On July 26, 1917, Wiley Killette unsuccessfully attempted to enlist in the U.S. Navy as a hospital apprentice second class at the Navy Recruiting Station in Norfolk, Virginia. At the time of his attempted enlistment, Wiley was working as a foreman for four years in Rocky Mount, North Carolina. Killette was inducted into military service for World War I in Wilson, N.C., on September 6, 1917.

He was assigned to Company H, 322nd Infantry, 81st Division, U.S. Army, and served in that unit until his discharge. Killette was stationed and/or trained at Camp Jackson in South Carolina; Camp Sevier in South Carolina; and Camp Upton on Long Island, N.Y. Wiley Killette sailed for overseas service in Europe on July 31, 1918.

Wiley Killette had an interesting experience with military ranks during his WWI service. When he first enlisted in the Army, Killette was a cook; eventually, he was promoted to sergeant, followed by a promotion to mess sergeant. Over an eighteen-day period in October 1918, Killette was appointed three different ranks: private, cook, and finally back to private. Wiley Killette left the war with the rank of private in the U.S. Army.

Wiley Killette served overseas until April 28, 1919. He served on the Verdun Front in eastern France in October 1918. On November 9, 1918, Killette was reported as missing in action, and telegrams and letters of notification were sent to his parents. The Killettes received a letter from Wiley, written on November 18, 1918, on American Red Cross stationery, notifying them that he had been slightly injured in the hip on the date he was reported missing in action. He had been hospitalized in Bordeaux, France, after sustaining the injury. In February 1919, Killette was hospitalized in Chaumont, Haute Marne, France, due to a chronic injury unrelated to the war. After returning to the United States in April 1919, Wiley Killette was honorably discharged at Camp Lee in Virginia on May 23, 1919.

After the war, Wiley Killette married Elsie Glenn Langley on May 10, 1920, in Edgecombe County, N.C. He went into private practice as a civil engineer, serving in that position until his death on February 17, 1951, in Wilson, N.C. Wiley Killette was buried in the Killette family plot in Maplewood Cemetery in Wilson.

You can read Wiley Killette’s correspondence online through the WWI collection of the North Carolina Digital Collections, a joint effort of the State Archives of North Carolina and the State Library of North Carolina.

To learn more about Wiley Killette’s WWI service, check out the Wiley P. Killette Papers (WWI 27) in the WWI Papers of the Military Collection at the State Archives of North Carolina in Raleigh, N.C.

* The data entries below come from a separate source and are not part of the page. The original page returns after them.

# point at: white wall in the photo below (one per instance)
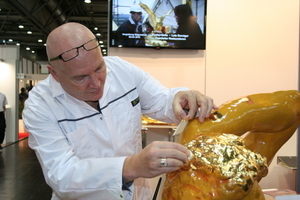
(8, 86)
(252, 47)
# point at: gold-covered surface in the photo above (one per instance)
(150, 121)
(232, 150)
(221, 168)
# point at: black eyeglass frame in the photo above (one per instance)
(65, 60)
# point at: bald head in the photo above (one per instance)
(65, 37)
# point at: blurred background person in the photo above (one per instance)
(22, 97)
(133, 25)
(187, 25)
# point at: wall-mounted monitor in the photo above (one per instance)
(172, 24)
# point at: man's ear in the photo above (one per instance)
(53, 72)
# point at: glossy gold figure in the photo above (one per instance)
(232, 151)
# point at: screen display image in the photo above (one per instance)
(158, 24)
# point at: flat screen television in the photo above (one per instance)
(157, 24)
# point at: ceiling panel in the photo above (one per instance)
(42, 16)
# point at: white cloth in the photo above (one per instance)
(82, 150)
(3, 101)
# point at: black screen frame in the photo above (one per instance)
(112, 33)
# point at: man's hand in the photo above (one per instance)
(192, 100)
(147, 163)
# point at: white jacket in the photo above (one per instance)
(82, 150)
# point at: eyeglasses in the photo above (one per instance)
(73, 53)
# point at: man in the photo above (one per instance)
(84, 121)
(132, 25)
(3, 103)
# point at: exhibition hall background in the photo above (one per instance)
(252, 47)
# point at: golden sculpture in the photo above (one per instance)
(231, 152)
(155, 22)
(157, 25)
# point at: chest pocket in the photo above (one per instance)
(81, 143)
(128, 121)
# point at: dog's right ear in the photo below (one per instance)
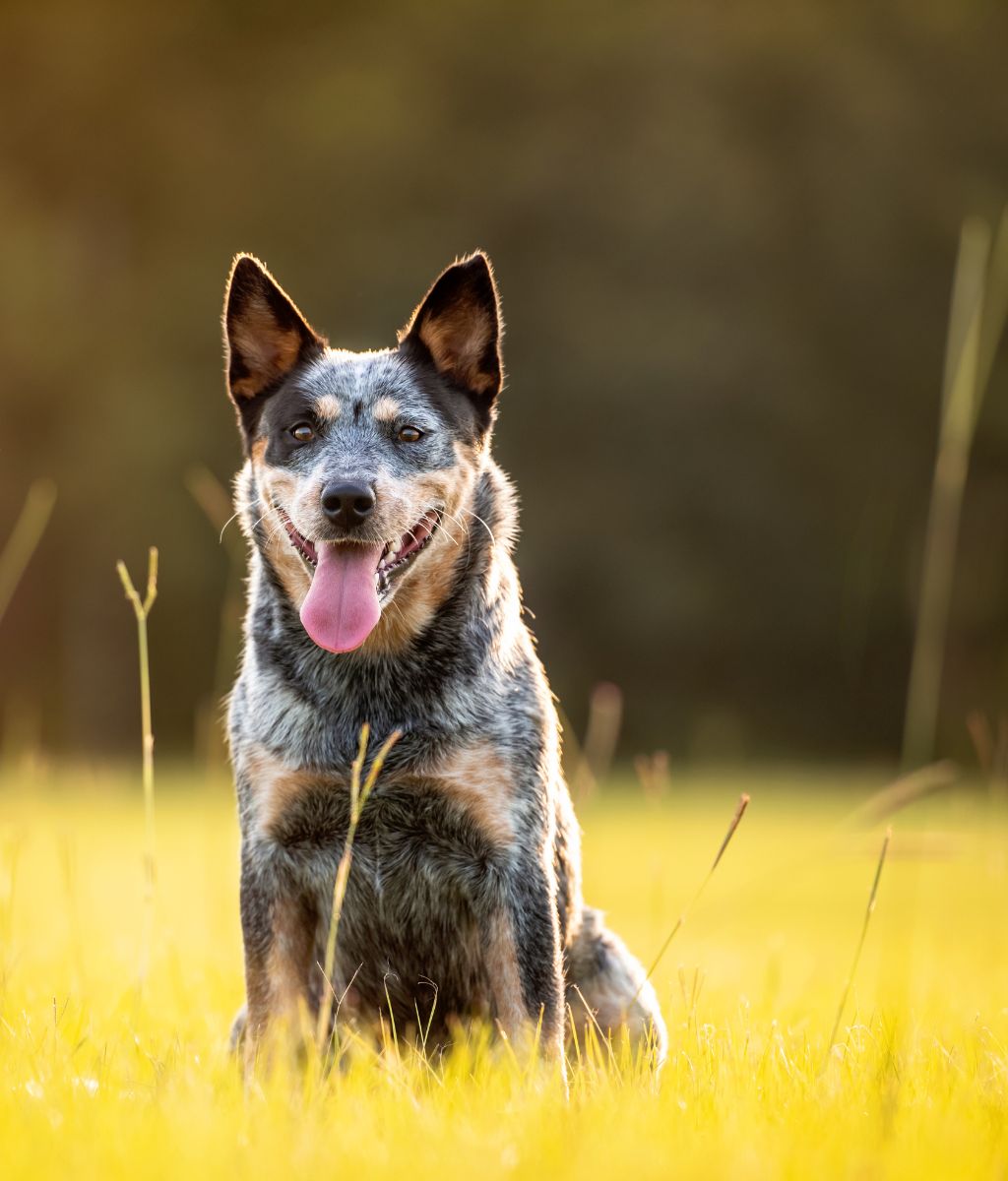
(265, 335)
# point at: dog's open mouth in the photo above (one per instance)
(351, 579)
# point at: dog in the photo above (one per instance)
(383, 591)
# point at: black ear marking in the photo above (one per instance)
(459, 325)
(265, 335)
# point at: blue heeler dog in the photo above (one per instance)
(382, 590)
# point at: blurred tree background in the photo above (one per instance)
(724, 235)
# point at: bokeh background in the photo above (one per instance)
(724, 236)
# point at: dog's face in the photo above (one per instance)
(360, 465)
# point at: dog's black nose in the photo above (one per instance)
(347, 505)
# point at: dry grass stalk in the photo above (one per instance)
(605, 718)
(358, 798)
(142, 611)
(976, 319)
(907, 790)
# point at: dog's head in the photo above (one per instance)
(360, 465)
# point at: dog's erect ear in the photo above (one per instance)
(265, 334)
(459, 324)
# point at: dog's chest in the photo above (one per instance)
(419, 877)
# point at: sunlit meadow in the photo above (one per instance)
(107, 1074)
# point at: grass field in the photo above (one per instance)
(105, 1075)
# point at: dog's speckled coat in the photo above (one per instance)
(465, 897)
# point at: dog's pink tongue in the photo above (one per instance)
(342, 605)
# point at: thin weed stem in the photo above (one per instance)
(736, 820)
(858, 950)
(142, 611)
(25, 538)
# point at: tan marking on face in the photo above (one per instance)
(387, 410)
(429, 583)
(501, 960)
(477, 779)
(328, 407)
(267, 349)
(276, 487)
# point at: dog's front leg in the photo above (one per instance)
(522, 945)
(278, 926)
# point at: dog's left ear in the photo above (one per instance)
(459, 325)
(265, 334)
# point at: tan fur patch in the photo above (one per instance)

This blog post is part of the State Archives of North Carolina’s World War I Social Media Project, an effort to bring original WWI archival materials to the public through the North Carolina Department of Natural and Cultural Resources’ (NCDNCR) various social media platforms, in order to increase access to the items during the WWI centennial celebration by the state of North Carolina.

Between February 2017 and June 2019, the State Archives of North Carolina will be posting blog articles, Facebook posts, and Twitter posts, featuring WWI archival materials which are posted on the exact 100th anniversary of their creation during the war. Blog posts will feature interpretations of the content of WWI documents, photographs, diary entries, posters, and other records, including scans of the original archival materials, held by the State Archives of North Carolina, and will be featured in NCDNCR’s WWI centennial blog.